Teresa went to order their lunch, which was brought to them on a tray by Sisa and laid out on the low stone wall of the
patio
among the flowers. It was a lovely setting, light and shade alternating along the entire length of the colonnades, with the dazzling brilliance of the sun beyond and, far in the distance, the ever-present peak of El Teide rising against the cloudless blue of the sky.
‘
P
ulpitos
!’ Teresa exclaimed, raising the lid of a covered dish to reveal a quantity of fried squid. ‘Jaime likes them served “in their ink”, but Lucia orders them as a special dish for him. He does not often come back at midday unless he has to telephone to Santa Cruz or the
puerto
. It will be
cocido
tonight because he is also fond of that.’
Lucia obviously did her best to please her brother-in-law, giving her orders accordingly, and they heard her haranguing the servants as they made their way across the hall half an hour later.
‘There she goes!’ Teresa declared. ‘The exacting mistress of Soria who never lets one single detail escape her eagle eye!’ Then, on a sudden change of mood, she added lightly: ‘Come to my room as soon as you have taken your
siesta
and you can try on my riding trousers. Then I shall tell Manuel to bring round the horses.’

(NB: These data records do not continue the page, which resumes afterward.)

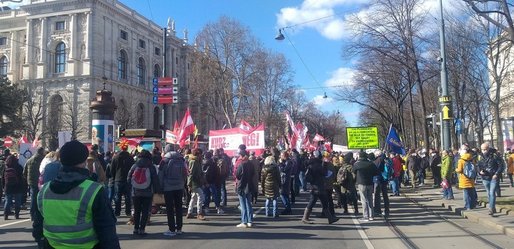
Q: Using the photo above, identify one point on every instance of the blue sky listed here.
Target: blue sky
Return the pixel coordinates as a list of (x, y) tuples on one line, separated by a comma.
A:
[(317, 28), (319, 48)]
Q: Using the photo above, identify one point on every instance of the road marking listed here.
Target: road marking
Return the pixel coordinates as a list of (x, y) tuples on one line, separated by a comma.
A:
[(257, 212), (362, 234), (13, 223)]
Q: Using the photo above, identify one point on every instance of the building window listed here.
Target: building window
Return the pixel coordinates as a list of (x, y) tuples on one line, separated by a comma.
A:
[(123, 34), (59, 25), (3, 66), (141, 71), (156, 71), (122, 65), (60, 57)]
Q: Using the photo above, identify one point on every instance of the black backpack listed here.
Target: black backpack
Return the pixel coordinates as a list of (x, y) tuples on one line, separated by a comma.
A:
[(11, 177)]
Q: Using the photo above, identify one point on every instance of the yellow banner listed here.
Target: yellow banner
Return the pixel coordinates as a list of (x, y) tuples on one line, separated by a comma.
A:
[(362, 137)]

Unused to sleeping during the day, Catherine spent the next hour rearranging her room to draw the small writing-desk nearer to the window and place a chair up there, too. Sunshine was too precious a thing in her English eyes to waste, however, and she was soon out on her balcony looking out across the garden to the terraces below and beyond them to the distant sea. On either side of the vines another sea of waving banana fronds stirred languidly before a little errant breeze which stole down from El Teide, but otherwise the world was very still. In the quiet
siesta
hour the
patio
lay peacefully in the shadow of its overhanging eaves with only a fat green lizard darting occasionally among the stones. She thought of Lucia and the man in the enveloping
poncho
who had met and talked secretly down there the evening before. It could have been anyone—a servant, a male acquaintance reluctant to gatecrash, the family reunion on Don Jaime’s return—yet surely there should have been no great need for secrecy.

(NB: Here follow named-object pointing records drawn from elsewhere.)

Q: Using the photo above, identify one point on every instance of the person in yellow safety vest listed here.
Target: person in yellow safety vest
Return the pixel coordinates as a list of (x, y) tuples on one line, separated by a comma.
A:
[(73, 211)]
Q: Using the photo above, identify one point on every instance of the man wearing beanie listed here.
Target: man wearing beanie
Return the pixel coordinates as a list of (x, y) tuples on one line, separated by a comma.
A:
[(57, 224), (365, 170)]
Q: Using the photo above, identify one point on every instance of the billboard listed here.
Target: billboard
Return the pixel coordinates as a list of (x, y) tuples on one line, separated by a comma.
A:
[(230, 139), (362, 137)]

Another man made his appearance at the end of the terrace wall and she drew back with a gasp as he rode towards her. It was Don Jaime seated on a magnificent Arab horse, the Conquistador himself.
She had never seen him on horseback before, but this was surely his true element. Tall and straight, he sat easily in the saddle, one strong hand controlling the rein, the other negligently by his side, his proud head averted as his eagle gaze scanned the vast extent of his possessions. He had ridden long in the heat, it seemed, because the soft leather boots he wore were covered in the fine red dust of the valley, but he did not appear to be in need of the
siesta
which everyone else enjoyed.
She listened to the sound of the approaching horse as it negotiated the brick-paved road to the stables, but suddenly it was arrested. The Arab’s head was turned in her direction and Don Jaime de Berceo Madroza was looking up at her in full sunlight. Her heart seemed to miss a beat as he took off his wide-brimmed Cordoban hat and swept her a mocking bow.
‘I thought you would have been asleep,’ he said.
‘I never sleep in the middle of the day.’
‘That is very unwise of you. What have you been doing all morning?’